Irak’tan ziyaret

Irak Meclis Başkanı Usame En Nuceyfi, 10-13 Eylül tarihlerinde TBMM Başkanı Cemil Çiçek’in davetlisi olarak Türkiye’yi ziyaret etmiştir. Misafir başkan, Gül, Erdoğan ve Davutoğlu ile görüşmüştür. Meclis başkanları yasamanın başıdır. Yürütmenin başı olan başbakanlar veya devlet başkanları kadar yetkileri yoktur. Ancak uluslararası ilişkilerde veya diplomasilerde halkların temsil edildiği, meclisin başında olması nedeniyle, meclis başkanları ziyaretleri önemsenir. Bu ziyaretler nezaket veya sembolik olabileceği gibi, ilişkilerin iyi gitmediği dönemlerde yürütmeyi (hükümetleri) angaje etmeden iki ülkenin ilişkilerini düzeltmek için ön görüşmeler ve fırsat yaratma ziyaretleri olarak kabul edilir. Mevcut Meclis Başkanı Cemil Çiçek aklı başında, yurtsever ve rasyoneldir. Türk devletinin ve milletinin geleneklerine saygılıdır. Arapçı ve beynelmilelci kozmopolit danışmanları yoktur. İdeolojik değildir, yani kısacası diğer bazı başkanlar gibi değildir. Dolaysıyla Irak Meclis Başkanı’yla Arapçılık yapmadan, din-mezhep ideolojisine girmeden çağdaş ikili ilişkilerin tekrar tanzimi için önemli bir adımı bu ziyarette atabilirler. Komşularla sıfır dost durumundan çıkmak için, hiç olmazsa Irak ile ilişkilerimizi normal bir düzeye getirebiliriz. Irak hükümeti İran’ın desteğini almak için içte ve dışta yalnızlaştı ve izole olmuş küçük bir İran durumuna geldi. El Maliki’nin Şii karakterli hükümeti içte ve dışta ayakta kalabilmek için İran’ın desteğine ihtiyaç hissetmektedir. İran’ın baskısı üzerine Esad’ı destekleyerek bölgede ve uluslararası ilişkilerde yalnızlaştı. Körfezin zengin ve Amerikancı Arap ülkeleriyle de ilişkileri bozuk. Türkiye, bu ziyareti iyi kullanmalı, bölge ve komşu ülkelerle yarattığı düşmanlıkları Irak’tan başlayarak düzeltmelidir.
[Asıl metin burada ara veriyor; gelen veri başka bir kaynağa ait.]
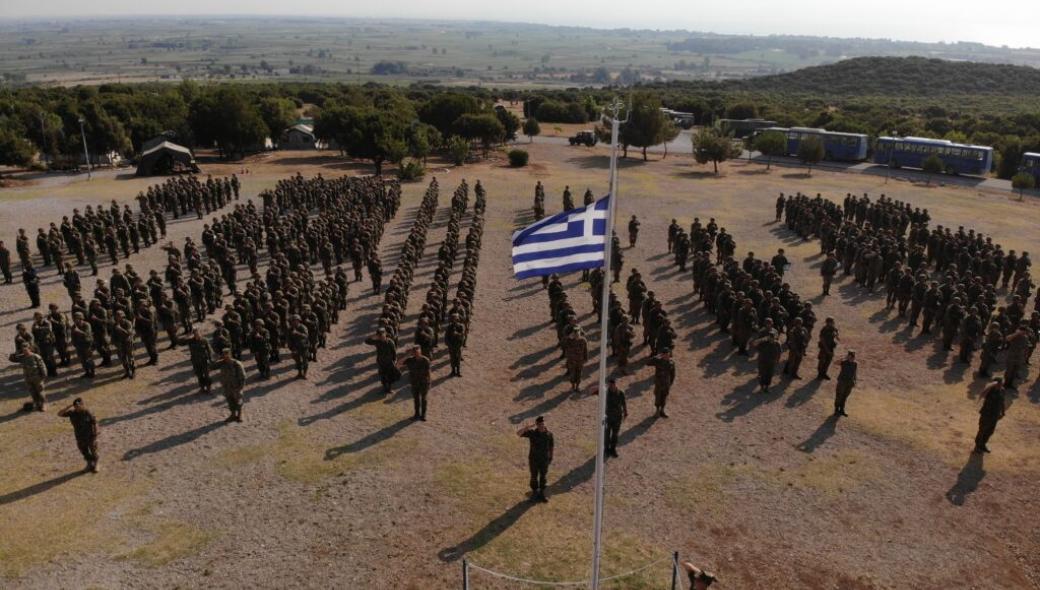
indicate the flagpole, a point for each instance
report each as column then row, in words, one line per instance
column 615, row 108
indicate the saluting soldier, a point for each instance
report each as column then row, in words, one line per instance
column 84, row 426
column 539, row 456
column 232, row 381
column 418, row 376
column 34, row 372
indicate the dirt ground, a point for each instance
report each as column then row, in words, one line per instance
column 328, row 484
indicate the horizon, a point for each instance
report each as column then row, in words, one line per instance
column 14, row 15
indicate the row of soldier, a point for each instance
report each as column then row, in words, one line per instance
column 961, row 299
column 288, row 308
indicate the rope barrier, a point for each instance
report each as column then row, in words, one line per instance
column 582, row 583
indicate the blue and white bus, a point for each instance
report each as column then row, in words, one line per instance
column 837, row 146
column 911, row 152
column 1031, row 163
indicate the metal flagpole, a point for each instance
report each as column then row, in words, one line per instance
column 615, row 108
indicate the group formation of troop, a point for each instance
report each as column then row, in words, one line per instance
column 435, row 311
column 111, row 230
column 950, row 280
column 946, row 279
column 288, row 308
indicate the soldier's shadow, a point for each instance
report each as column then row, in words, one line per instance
column 967, row 480
column 746, row 398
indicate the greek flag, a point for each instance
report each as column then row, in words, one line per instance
column 568, row 241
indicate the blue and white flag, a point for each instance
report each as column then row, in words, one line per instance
column 568, row 241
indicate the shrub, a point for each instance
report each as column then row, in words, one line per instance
column 411, row 169
column 518, row 158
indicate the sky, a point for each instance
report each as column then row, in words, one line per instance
column 1005, row 22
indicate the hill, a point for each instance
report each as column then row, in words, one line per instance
column 898, row 76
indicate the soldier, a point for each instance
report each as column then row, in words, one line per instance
column 43, row 336
column 82, row 340
column 664, row 377
column 798, row 341
column 123, row 332
column 202, row 355
column 699, row 579
column 386, row 357
column 539, row 456
column 145, row 325
column 847, row 380
column 827, row 341
column 260, row 344
column 300, row 344
column 85, row 428
column 633, row 231
column 34, row 372
column 576, row 353
column 617, row 411
column 1017, row 345
column 990, row 349
column 827, row 270
column 622, row 340
column 418, row 376
column 232, row 381
column 5, row 263
column 59, row 326
column 769, row 356
column 780, row 262
column 990, row 413
column 455, row 337
column 31, row 284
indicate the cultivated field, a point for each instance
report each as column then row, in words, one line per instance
column 328, row 484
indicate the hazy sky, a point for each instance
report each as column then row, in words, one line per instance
column 1005, row 22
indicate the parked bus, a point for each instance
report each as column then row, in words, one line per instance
column 742, row 128
column 837, row 146
column 911, row 152
column 1031, row 163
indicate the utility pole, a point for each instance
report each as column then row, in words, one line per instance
column 86, row 154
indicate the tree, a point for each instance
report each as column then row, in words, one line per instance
column 510, row 123
column 711, row 146
column 668, row 133
column 485, row 128
column 531, row 128
column 771, row 144
column 14, row 149
column 458, row 148
column 227, row 118
column 932, row 164
column 742, row 110
column 810, row 151
column 365, row 133
column 1021, row 182
column 646, row 123
column 443, row 109
column 278, row 113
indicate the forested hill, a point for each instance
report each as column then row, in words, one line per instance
column 899, row 76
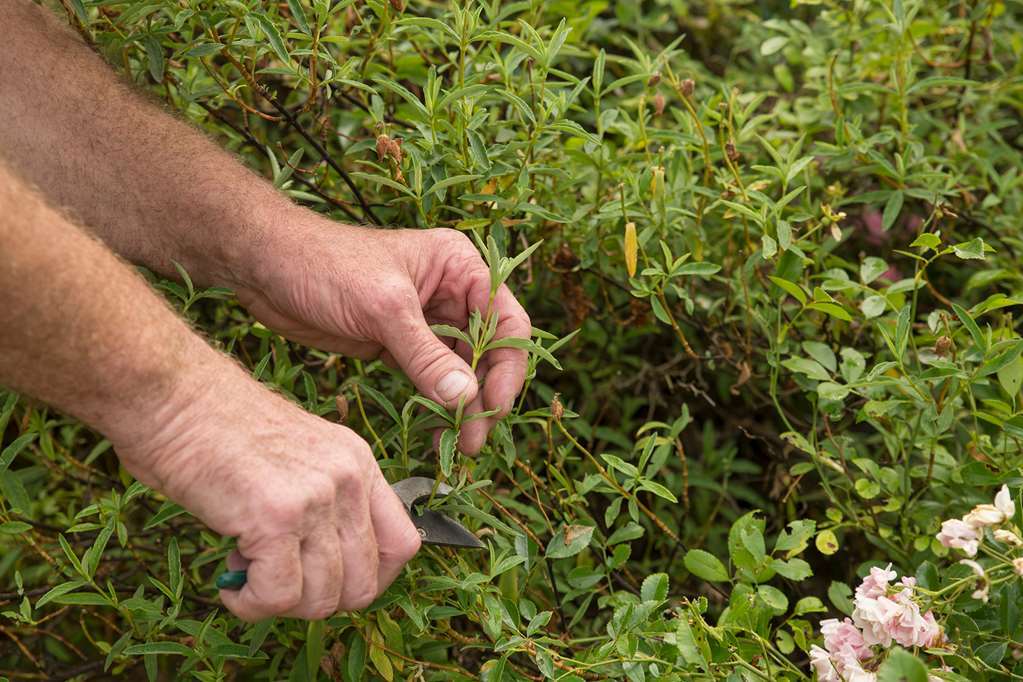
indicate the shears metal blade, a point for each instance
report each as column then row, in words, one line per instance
column 434, row 528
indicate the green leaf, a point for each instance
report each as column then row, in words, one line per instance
column 705, row 565
column 774, row 598
column 1011, row 376
column 792, row 288
column 793, row 569
column 772, row 45
column 834, row 310
column 808, row 605
column 840, row 595
column 978, row 337
column 453, row 332
column 872, row 268
column 970, row 251
column 655, row 587
column 892, row 208
column 794, row 540
column 899, row 666
column 163, row 648
column 449, row 439
column 569, row 541
column 154, row 55
column 269, row 30
column 821, row 353
column 300, row 15
column 927, row 240
column 811, row 368
column 874, row 306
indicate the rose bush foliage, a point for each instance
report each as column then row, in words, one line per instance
column 772, row 427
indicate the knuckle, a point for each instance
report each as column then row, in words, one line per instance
column 360, row 599
column 283, row 600
column 319, row 610
column 404, row 547
column 394, row 298
column 286, row 511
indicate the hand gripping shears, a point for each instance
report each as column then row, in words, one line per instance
column 434, row 528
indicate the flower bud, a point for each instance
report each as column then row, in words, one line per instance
column 984, row 514
column 942, row 347
column 729, row 148
column 383, row 142
column 658, row 104
column 557, row 409
column 1008, row 537
column 342, row 404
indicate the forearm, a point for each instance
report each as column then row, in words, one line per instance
column 82, row 331
column 154, row 189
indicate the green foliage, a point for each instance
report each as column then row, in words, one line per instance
column 800, row 358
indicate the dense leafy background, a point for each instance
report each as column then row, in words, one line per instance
column 789, row 237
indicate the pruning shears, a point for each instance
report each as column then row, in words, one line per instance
column 434, row 528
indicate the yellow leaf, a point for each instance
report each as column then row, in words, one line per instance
column 631, row 248
column 827, row 542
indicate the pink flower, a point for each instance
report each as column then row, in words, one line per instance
column 884, row 618
column 876, row 584
column 984, row 514
column 961, row 535
column 1004, row 502
column 843, row 636
column 823, row 665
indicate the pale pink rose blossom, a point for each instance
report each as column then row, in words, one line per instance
column 842, row 636
column 961, row 535
column 1008, row 537
column 876, row 584
column 1004, row 501
column 983, row 515
column 823, row 665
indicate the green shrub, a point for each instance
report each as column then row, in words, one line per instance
column 787, row 241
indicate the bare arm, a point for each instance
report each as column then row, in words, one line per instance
column 148, row 185
column 156, row 190
column 82, row 331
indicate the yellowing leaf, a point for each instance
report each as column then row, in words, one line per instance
column 379, row 656
column 827, row 542
column 631, row 248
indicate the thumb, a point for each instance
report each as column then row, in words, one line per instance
column 435, row 369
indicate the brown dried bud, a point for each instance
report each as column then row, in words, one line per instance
column 557, row 409
column 388, row 147
column 658, row 104
column 383, row 142
column 729, row 148
column 942, row 347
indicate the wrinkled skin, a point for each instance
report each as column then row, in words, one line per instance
column 329, row 297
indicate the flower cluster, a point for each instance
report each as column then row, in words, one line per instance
column 967, row 533
column 884, row 614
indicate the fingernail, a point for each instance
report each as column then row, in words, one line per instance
column 452, row 385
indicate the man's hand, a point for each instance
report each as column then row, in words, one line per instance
column 368, row 292
column 318, row 528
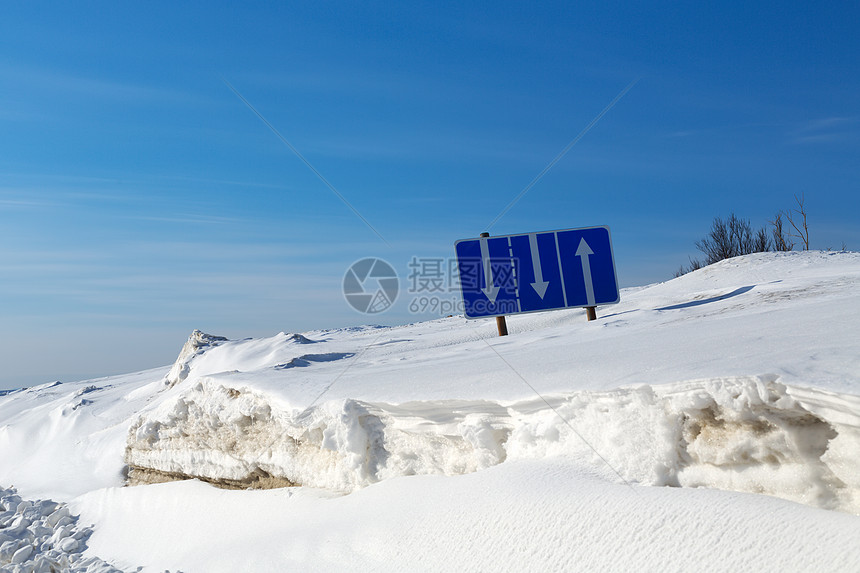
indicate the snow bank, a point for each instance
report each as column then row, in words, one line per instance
column 741, row 434
column 42, row 536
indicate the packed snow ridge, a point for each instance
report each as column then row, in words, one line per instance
column 742, row 434
column 240, row 417
column 42, row 536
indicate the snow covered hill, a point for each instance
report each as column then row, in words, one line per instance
column 439, row 445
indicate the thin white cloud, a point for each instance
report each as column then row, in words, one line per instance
column 825, row 130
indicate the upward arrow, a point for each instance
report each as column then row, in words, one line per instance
column 584, row 251
column 490, row 290
column 539, row 285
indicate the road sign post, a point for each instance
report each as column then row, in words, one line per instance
column 533, row 272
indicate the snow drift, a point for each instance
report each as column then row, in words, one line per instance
column 523, row 452
column 741, row 434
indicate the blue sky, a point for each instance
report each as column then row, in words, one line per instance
column 140, row 198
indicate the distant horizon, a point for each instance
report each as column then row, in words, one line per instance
column 166, row 167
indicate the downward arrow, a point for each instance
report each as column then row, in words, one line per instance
column 539, row 285
column 489, row 290
column 584, row 251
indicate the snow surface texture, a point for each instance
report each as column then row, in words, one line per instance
column 741, row 434
column 742, row 376
column 43, row 537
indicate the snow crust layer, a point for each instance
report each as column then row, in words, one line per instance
column 43, row 536
column 462, row 450
column 742, row 434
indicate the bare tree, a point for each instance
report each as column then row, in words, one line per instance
column 732, row 238
column 781, row 241
column 797, row 219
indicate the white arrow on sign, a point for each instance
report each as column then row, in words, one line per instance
column 491, row 291
column 539, row 285
column 584, row 251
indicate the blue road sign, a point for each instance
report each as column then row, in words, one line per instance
column 533, row 272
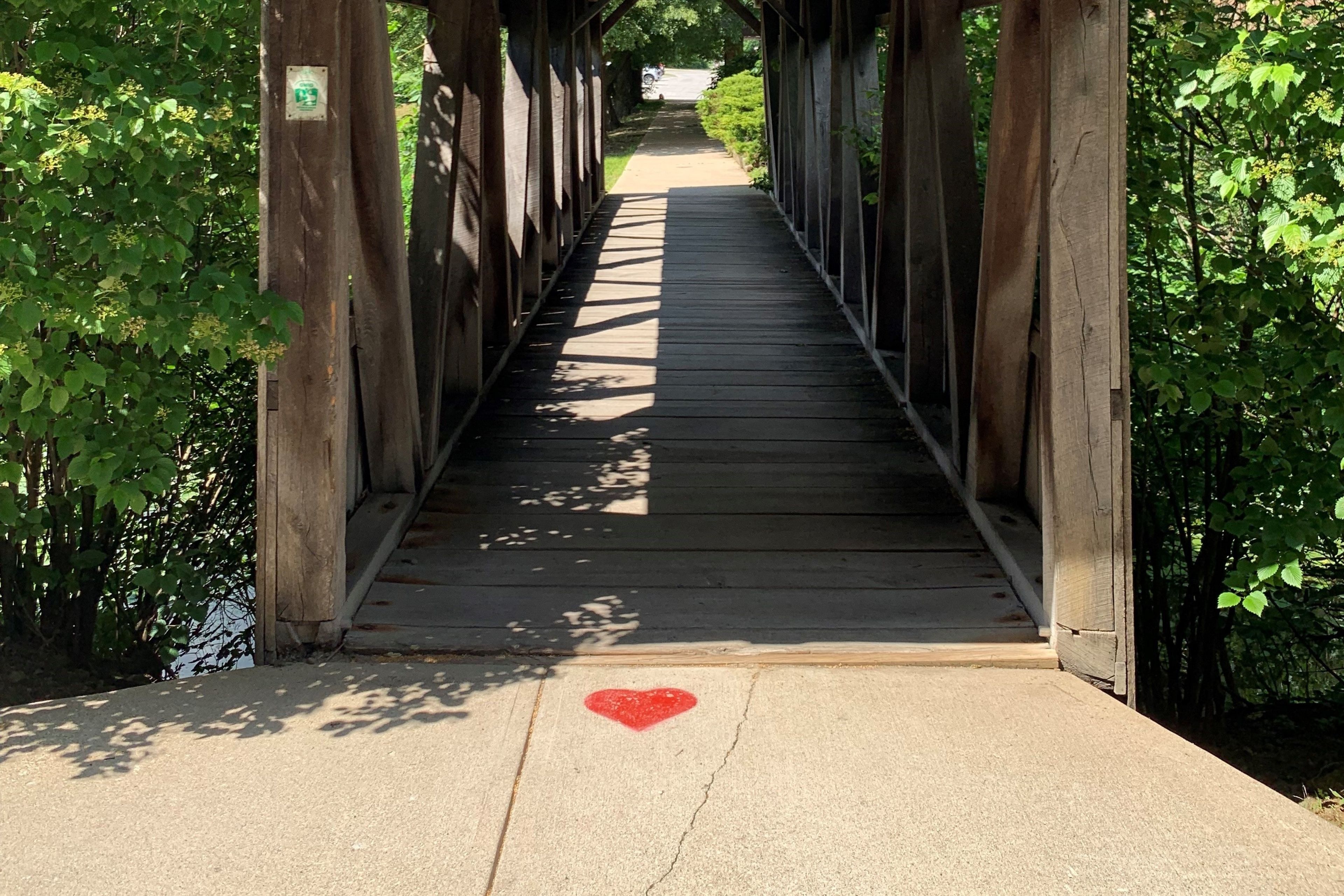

Bu iyi bir fırsattır.

 


Olimpiyat meselesi
Türkiye gibi ülkeler, Olimpiyat oyunlarının önemini henüz kavramalarına rağmen, bu oyunların tarihi İsa’dan Önce 8.YY’a kadar gitmektedir. Yunan Mitolojisine (Efsanesine)göre olimpiyatlar, Heraklius’un babası Zeus için yaptırdığı Olimpik stat ile başlamıştır. İlk müsabaka da koşu yarışması olarak M.Ö. 776 yılında gerçekleştirilmiştir. Bugünkü manasını kazanması ise, Fransız Baron Pierre de Coubertin’in 1894 yılında “Uluslararası Olimpik Komiteyi” kurmasıyla başlamıştır. İlk Olimpik oyunlar Atina’da 1896 yılında gerçekleştirilmiştir. Ülkeler arasında barışçıl işbirliğini geliştirmek için askeri yarışma yerine, sportif yarışmanın daha insancıl ve barışçıl olacağı düşünülerek, ülkelerin gövde gösterisi ihtiyaçlarının bu şekilde karşılanması amaçlanmıştır. Birinci ve İkinci Dünya Savaşları süreleri hariç yaz ve kış olimpiyatları her dört yılda bir aralıksız olarak gerçekleştirilmiştir. Olimpiyatlara ev sahipliği yapmanın birçok anlamı ve yararı vardır. Olimpiyatlara ev sahipliği yapan ülke, uluslararası kabul görmüş, organizasyon için kapasitesi ve yeteneği olan, saygın, varlıklı, medeni, demokrat, barışçıl, Batılı değerlere sahip, olimpiyat ruhunu taşıyan, hukukun üstünlüğü ve insan haklarına saygılı ülke demektir. Başbakan, 2020 yılı Olimpiyat oyunlarını alamamasının nedenlerini yukarıda not ettiğimiz değerlerin arasında kaç tanesine sahip olup olmadığını dikkate alarak anlayabilir. Türkler ve Türk devleti Olimpiyat oyunlarını organize edecek kapasite ve kaliteye sahiptir. AKP zihniyeti Olimpik zihniyetine sahip değildir. Din ve mezhep eksenli ideolojik yöneticilere Olimpik oyunların organizasyonlarını vermezler. Uluslararası Futbol Federasyonu, Uluslararası Olimpik Komite, Greenpeace, Sınır Tanımayan Doktorlar ve benzeri uluslararası kuruluşlar Batılı istihbarat örgütleri ve Batılı entelijansiyanın kontrolündedir. Batılı değer ve ölçülerinin dışına çıkartmazlar. Başbakan Olimpiyat başarısızlığını içte düşman yaratarak, taraftarları nezdinde aklanmaya çalıştı. Bu davranışı bile başlı başına Olimpiyat ruhuna aykırıdır. Türkiye’nin kaybetmesine sevinenler gerçekten var mı bilmiyoruz ama varsa eğer onlar Türk devleti ve milletiyle bir ilgisi olmayan bir avuç marjinallerdir. Başbakan’ın bu aykırı ve yadırgılar üzerinden halkı bir kez daha kamplaştırmaya çalışması, bir başbakanın yapmaması gereken davranıştır. Kısacası yaşadığımız bu Olimpik başarısızlık Türkiye’nin değil AKP zihniyetinindir.